1) I want to borrow $20,000 for a forclosed house which i could rent out for $800.00 a month through the government section 8 program. The loan from my 401k would be a personal loan for 4 years. I understand that loan will not be tax deductable the payment would be $500 a month . after 4 years the loan is paid by the tenant. If i take an equity loan out the payment would be less each month for the same amount borrowed over 15 years. I wonder if im better off paying the loan off in four years with no loan tax write off or spreading the payments out over 15 years with tax deductable interest.? I ask these question because if the tenant is paying the loan for me in 4 years i coild take out another personal loan and have two houses paud for free and clear in no time which would give me extra income for retirement. down the rd. If this is not the way investors do it i would appreciate any guidance Thanks Martin |
| Posted by: loanuniverse Oct 14 2002, 02:51 PM |
The whole situation sounds good if you can afford to cover the shortage during the first 4 years:
Assuming a $100,000 house (let's work with those numbers).
Income: $800 a month or $9,600 a year
Expenses: Taxes: $1,800 a year (remember no homestead exemption) Insurance: $1,500 a year Borrowing from 401k at 5% for 4 years: $5,520 Borrowing $80,000 at 6% for 25 years: $6,180 Repairs & Maintenance (estimated): $1,000
Total expenses: $16,000
Take into consideration that we are not even adjusting the income to reflect vacancies and I find it difficult to see this as a good investment.

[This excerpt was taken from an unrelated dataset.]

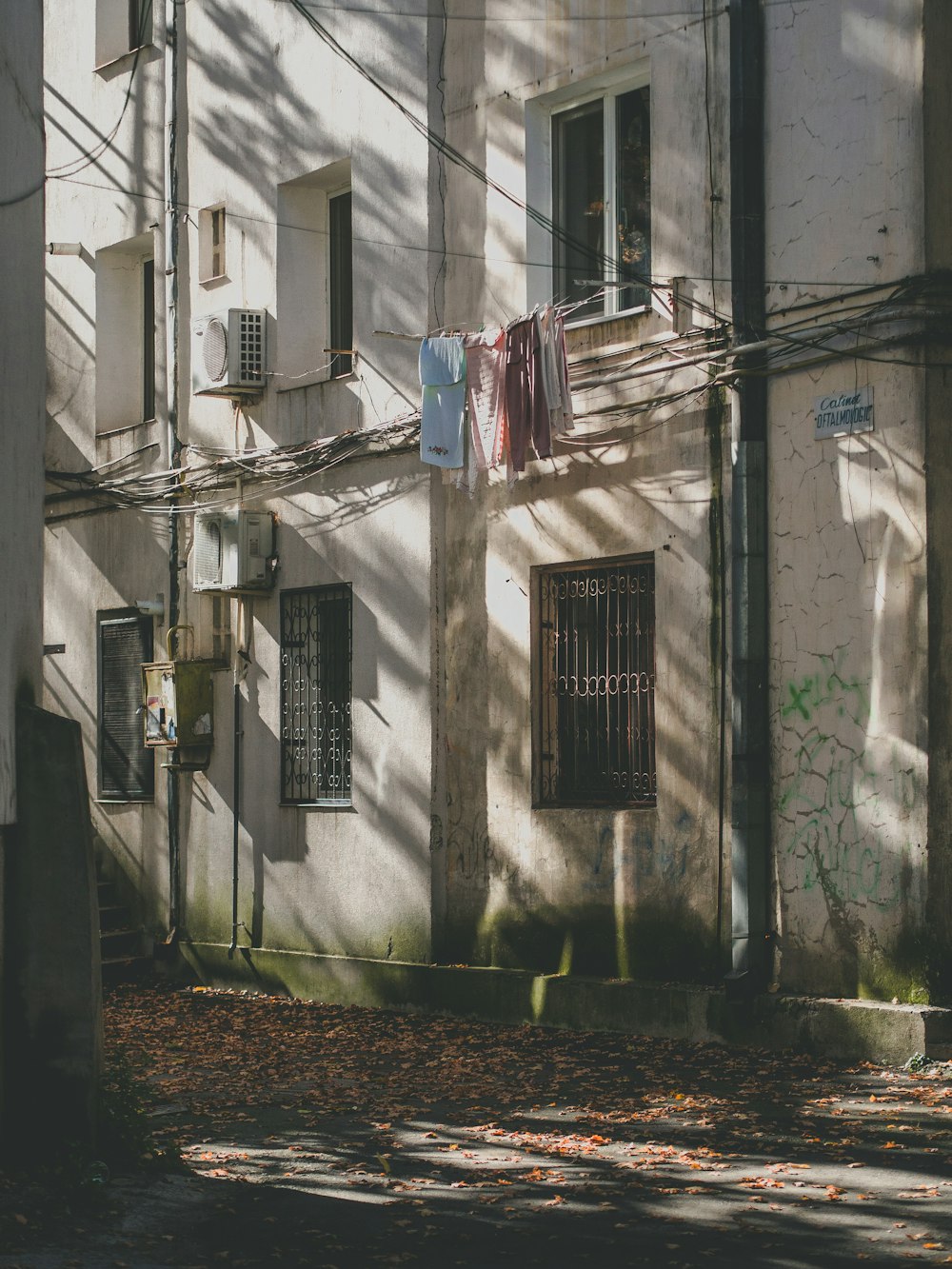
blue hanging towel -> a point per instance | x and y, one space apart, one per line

You have the real estate appreciation working for you, and you can count on the building of equity also, but you will be out about $6,000 every year for the first four years. On the other hand, I agree that you could end up with 4 houses in 16 years if you were to buy one every four years as the tenant can probably cover the debt service alone after the fourth year. |
| Posted by: martin Oct 15 2002, 07:04 AM |
Thanks for info.
As you can tell i want to educate myself in the investment rental property arena. If its not against the rules to ask, out of all the information and scams out there what direction could you guide me in to learn about investing in rental property. I looked at how you crunched the numbers for me in your reply. and in doing so was able to determine cash flow after expenses. I want to be on the right path to learn and not spend money on scams. Also would you be able to finance rental property. If so where would i fill out your loan application. |
| Posted by: loanuniverse Oct 15 2002, 08:49 AM |
Investing in rental property is not that hard to figure out. As long as you don’t pay more than a fair price for the property, have the right attitude to deal with tenants and know enough about repairs not to get overcharged by repairman, you can be successful at this. Before you start, you should do the following:
1) Get yourself familiar with Analyzing the debt Repayment ability of Income Producing Property. Go over the information in http://www.loanuniverse.com/rental.html .

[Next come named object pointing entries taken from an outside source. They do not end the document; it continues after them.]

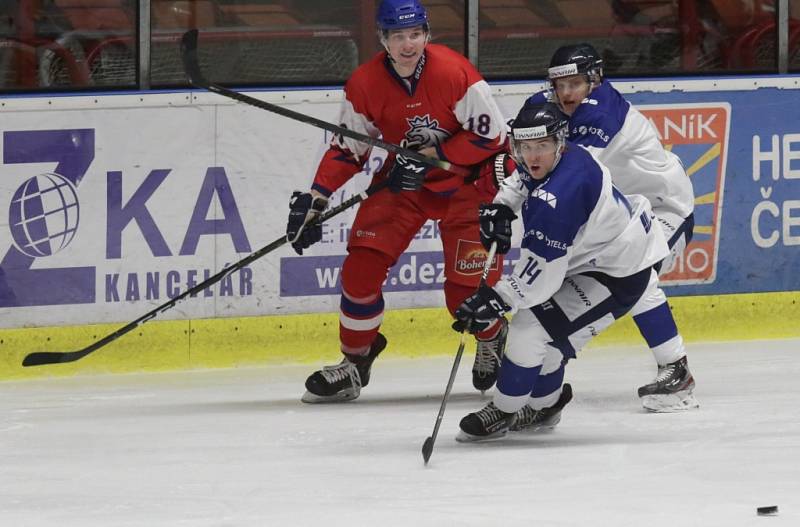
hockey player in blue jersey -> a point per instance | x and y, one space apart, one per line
615 132
586 258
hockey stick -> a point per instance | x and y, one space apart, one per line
427 446
38 358
192 66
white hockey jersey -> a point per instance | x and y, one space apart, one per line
627 143
575 221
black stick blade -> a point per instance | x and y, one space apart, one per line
427 449
38 358
189 57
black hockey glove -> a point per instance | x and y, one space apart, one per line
495 220
407 174
303 230
479 311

2) Using the information in that page practice with some real life examples in your area and see if they make sense.
3) Decide if you are going to create a legal entity to hold your rental property.

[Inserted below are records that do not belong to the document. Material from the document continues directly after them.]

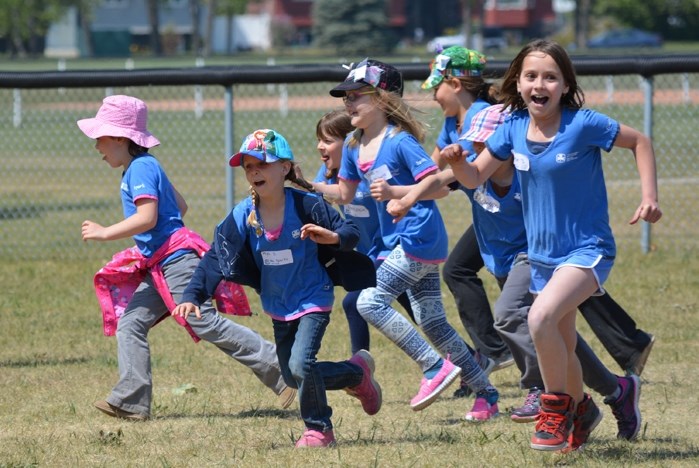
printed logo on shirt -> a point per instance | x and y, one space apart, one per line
277 257
562 157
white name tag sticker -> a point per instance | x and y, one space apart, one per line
277 257
381 172
358 211
521 162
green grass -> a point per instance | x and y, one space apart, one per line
54 363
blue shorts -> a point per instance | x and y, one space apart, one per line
600 265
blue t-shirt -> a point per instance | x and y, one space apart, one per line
145 178
293 282
499 225
364 212
401 160
449 133
564 195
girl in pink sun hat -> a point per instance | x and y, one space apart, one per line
150 277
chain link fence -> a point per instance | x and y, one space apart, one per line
52 178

4) Remember that getting financing will depend on the ability of the rental income to pay for the property. If after doing the math you see that the debt service coverage is not adequate and you still want to get the property you could ask that your personal income is taken into consideration as a source of repayment. You can do this by simply writing on the part of the loan application that asks for source of repayment the following: “rental income supplemented by personal income of borrower (or guarantor if you created a corporation)”
Regarding being able to help you get a loan, I will have to quote my FAQ ……. I am not really in the business of giving loans, I am in the business of assessing the risk associated with those loans, and I would prefer to keep this website and my work at the bank separate. If you need help, I can give you a rough idea of your chances or advice on preparation and the most effective route to take in order to get a loan, but not get involved in the actual approval of the loan.